I have always traveled light during my years as a foreign correspondent. To get in and out of war zones with speed, I carried one small bag stuffed with clothes, an old portable typewriter, replaced in later years by an even smaller laptop - and a book. Only the book changed. My worst choice probably was Hugh Thomas's "Spanish Civil War", which I had with me during my stay in Cuba's Secret Police headquarters during the 1963 missile crisis. I could hear the firing squad at dawn from my cell. With light from a tiny vent in the ceiling, I could just make out the stone walls last letters written in blood to wives and children. It was not a good place to read Thomas' horrific accounts of the massacres and senseless killings in Spain's civil war.
I have been reading another Thomas - Merritt Island resident Al Thomas - during my recent travels through Southeast Asia. His book, "If It Doesn't Go Up, Don't Buy It!", is much more fun. To give a sense of what's in store for the reader, it carries a warning label on the front cover -"Following instructions herein will cause reader to become rich. If you have an allergy to large sums of money, Do Not Read!"
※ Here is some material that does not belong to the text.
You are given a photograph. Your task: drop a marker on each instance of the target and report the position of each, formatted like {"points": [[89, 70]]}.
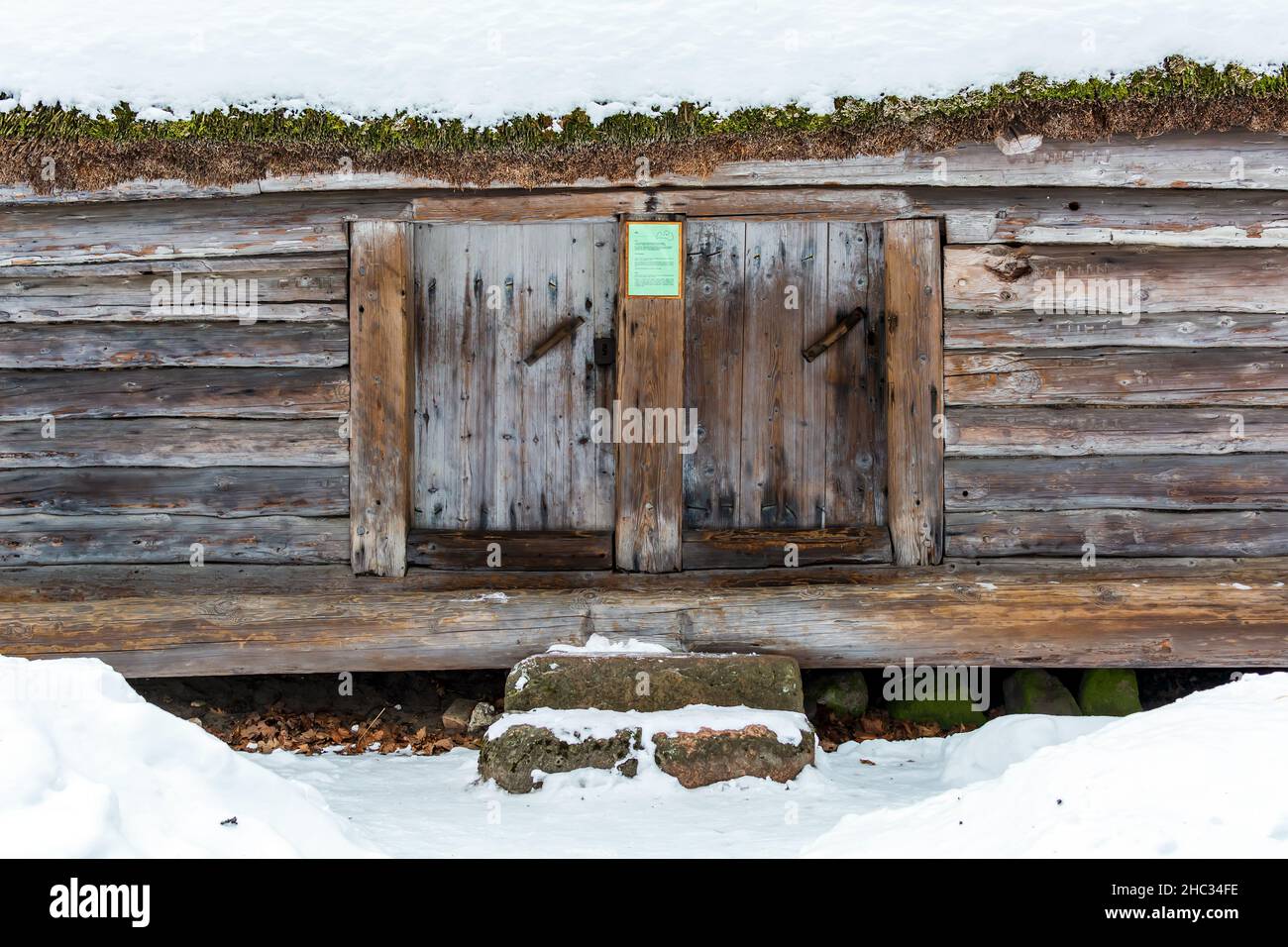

Thomas was a member and floor trader on the Chicago Open Board of Trade until 1981 when he sold his membership so he and his wife, Carolyn, could sail the seas for 2 years aboard their 41' ketch, the Aumakua (which means guardian angel in Hawaiian). Afterwards he founded World Trading Group which grew to be the seventh largest introducing commodity brokerage firm in the U.S., with 35 branch offices from coast to coast. He is now president of Williamsburg Investment Company, trading stocks, options and mutual funds. His book sets out to distill the best of what he has learned from trading in the financial markets for more than 30 years and offers advice on how to make money in mutual funds, stocks, futures and options.
It has been written, he says, for the little guys with a few thousand dollars or more to invest who want to make a good return on their money with maximum safety; a slow, steady 30% to 50% annually over any five-year period.
Along the way, Thomas trashes brokers, mutual fund managers, money managers, and just about every analyst who ever drew a breath. And to all those who have watched their portfolios shrink in the recent market downturn, he warns: Watch out for those brokers who push the "you-are-in-for-the-long-haul" and "the-market-always-comes-back." Retired folk in particular, he says, don't have the luxury of waiting out a decade for bear markets to end.
"If It Doesn't Go Up, Don't Buy It!" was written before this year's spectacular crash in the tech stocks. He believes more than anything else his book will help investors not to do most of the dumb things experts want you to do. He constantly reminds readers that while their brokers may be really nice, honest folk, investors must always remember that their first loyalty is not to any broker, fund manager or family of funds, it's to their own money. That reminder alone is worth the purchase price of the book. I will be carrying it with me when I set off on my next assignment.